The light bulb is plugged in for the exhibit, but emits no light because of the stone.

Accompanying the group student exhibit, Carey will have a solo show of more of her sculptural pieces in the Art Building's Retzlaff Gallery through March 15.

Alasdair Burns, who originally hails from Scotland, has a handmade ladder with broken rungs in the group show, and an intriguing exhibit of his own in the Marion Ady Building near the Art Building and Schneider Museum of Art on campus.

Burns, who helps make wine at Cliff Creek Cellars in Sams Valley, took wine barrels that were destined to become planters and made fragmented dome-like structures.

"There's been amazing wine in these barrels," Burns said as he surveyed his large-scale sculptures filling a wing of the Marion Ady Building. "That's part of why I didn't feel they should be planters."

Some of the wood slats still have sugar crystals on them from the winemaking process.

Looking inside the domed sculptures, wood that came from red wine barrels stands out with its burgundy hue.

The inventor of a patented plastic test tube used by universities, pharmaceutical companies and the U.S. Fish and Wildlife Service Forensics Laboratory in Ashland, Burns began taking art classes at SOU when he realized he couldn't sketch out his ideas for inventions very well.

He owns Microstein Microtubes in Central Point and said he sees no disconnect between art and manufactured products.

"Whether you are creating a product, a piece of art or wine, it's all the same.
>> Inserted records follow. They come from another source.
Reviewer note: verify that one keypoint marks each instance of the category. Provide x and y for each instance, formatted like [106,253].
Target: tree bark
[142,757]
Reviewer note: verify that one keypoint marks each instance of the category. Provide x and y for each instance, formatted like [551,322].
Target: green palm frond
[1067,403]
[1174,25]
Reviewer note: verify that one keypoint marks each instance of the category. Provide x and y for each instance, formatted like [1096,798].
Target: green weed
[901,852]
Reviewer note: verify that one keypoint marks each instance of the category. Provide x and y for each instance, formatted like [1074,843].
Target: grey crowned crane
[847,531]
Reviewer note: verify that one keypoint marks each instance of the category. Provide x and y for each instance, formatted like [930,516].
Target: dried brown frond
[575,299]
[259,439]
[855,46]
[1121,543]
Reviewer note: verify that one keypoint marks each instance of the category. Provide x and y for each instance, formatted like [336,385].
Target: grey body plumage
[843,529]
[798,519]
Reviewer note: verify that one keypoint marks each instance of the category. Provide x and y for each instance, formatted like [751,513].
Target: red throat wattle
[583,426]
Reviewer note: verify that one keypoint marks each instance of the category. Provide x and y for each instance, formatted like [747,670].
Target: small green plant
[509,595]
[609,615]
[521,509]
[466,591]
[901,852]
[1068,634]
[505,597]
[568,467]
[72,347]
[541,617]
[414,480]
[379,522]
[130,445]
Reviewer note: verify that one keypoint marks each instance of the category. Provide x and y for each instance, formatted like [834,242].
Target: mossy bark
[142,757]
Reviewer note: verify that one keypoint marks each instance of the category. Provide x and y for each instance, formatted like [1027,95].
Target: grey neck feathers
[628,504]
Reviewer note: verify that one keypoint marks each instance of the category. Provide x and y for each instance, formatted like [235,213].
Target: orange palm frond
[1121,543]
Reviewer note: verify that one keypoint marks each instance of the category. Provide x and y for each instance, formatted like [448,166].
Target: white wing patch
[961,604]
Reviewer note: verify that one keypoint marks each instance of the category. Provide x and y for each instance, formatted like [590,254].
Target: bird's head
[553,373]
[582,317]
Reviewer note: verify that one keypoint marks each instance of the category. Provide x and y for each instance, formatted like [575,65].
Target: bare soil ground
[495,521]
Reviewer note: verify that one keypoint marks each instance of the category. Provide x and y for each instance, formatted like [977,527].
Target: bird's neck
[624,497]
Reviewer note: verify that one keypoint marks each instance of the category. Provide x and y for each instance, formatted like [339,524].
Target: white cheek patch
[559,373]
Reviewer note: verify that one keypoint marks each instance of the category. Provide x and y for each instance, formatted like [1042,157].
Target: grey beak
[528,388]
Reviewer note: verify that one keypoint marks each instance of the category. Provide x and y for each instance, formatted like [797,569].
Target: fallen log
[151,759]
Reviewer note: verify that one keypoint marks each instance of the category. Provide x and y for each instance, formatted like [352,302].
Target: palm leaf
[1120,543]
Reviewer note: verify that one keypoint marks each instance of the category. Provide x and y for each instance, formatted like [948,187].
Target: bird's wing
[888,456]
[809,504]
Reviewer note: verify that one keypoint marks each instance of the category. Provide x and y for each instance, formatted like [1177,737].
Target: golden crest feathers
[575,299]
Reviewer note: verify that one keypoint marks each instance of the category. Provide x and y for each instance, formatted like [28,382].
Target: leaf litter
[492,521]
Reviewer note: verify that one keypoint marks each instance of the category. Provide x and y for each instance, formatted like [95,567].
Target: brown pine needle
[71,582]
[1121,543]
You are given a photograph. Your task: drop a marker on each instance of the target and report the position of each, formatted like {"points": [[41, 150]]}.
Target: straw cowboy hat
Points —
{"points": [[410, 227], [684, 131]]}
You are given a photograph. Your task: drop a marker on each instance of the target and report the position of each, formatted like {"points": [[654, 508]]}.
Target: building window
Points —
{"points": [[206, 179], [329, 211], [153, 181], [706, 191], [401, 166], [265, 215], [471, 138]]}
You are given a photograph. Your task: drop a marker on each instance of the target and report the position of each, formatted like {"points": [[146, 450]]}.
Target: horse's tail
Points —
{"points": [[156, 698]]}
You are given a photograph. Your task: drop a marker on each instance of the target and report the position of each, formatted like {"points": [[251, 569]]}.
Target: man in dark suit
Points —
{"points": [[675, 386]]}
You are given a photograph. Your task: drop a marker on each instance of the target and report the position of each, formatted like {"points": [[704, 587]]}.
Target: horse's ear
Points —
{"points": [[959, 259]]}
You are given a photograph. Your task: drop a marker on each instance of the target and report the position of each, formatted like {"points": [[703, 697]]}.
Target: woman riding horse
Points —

You start with raw materials and make something new, whether it's plastic granules or wine," Burns said. "It's exploration. It's research."

Other students featured in the "Part Object Part Sculpture" exhibit include Will Barnes, Alan Arthur Hewitt, Jose Rivera and Andrea Young.

The Art Building and Marion Ady Building flank the Schneider Museum of Art, which is located on campus at the intersection of Siskiyou Boulevard and Indiana Street in Ashland.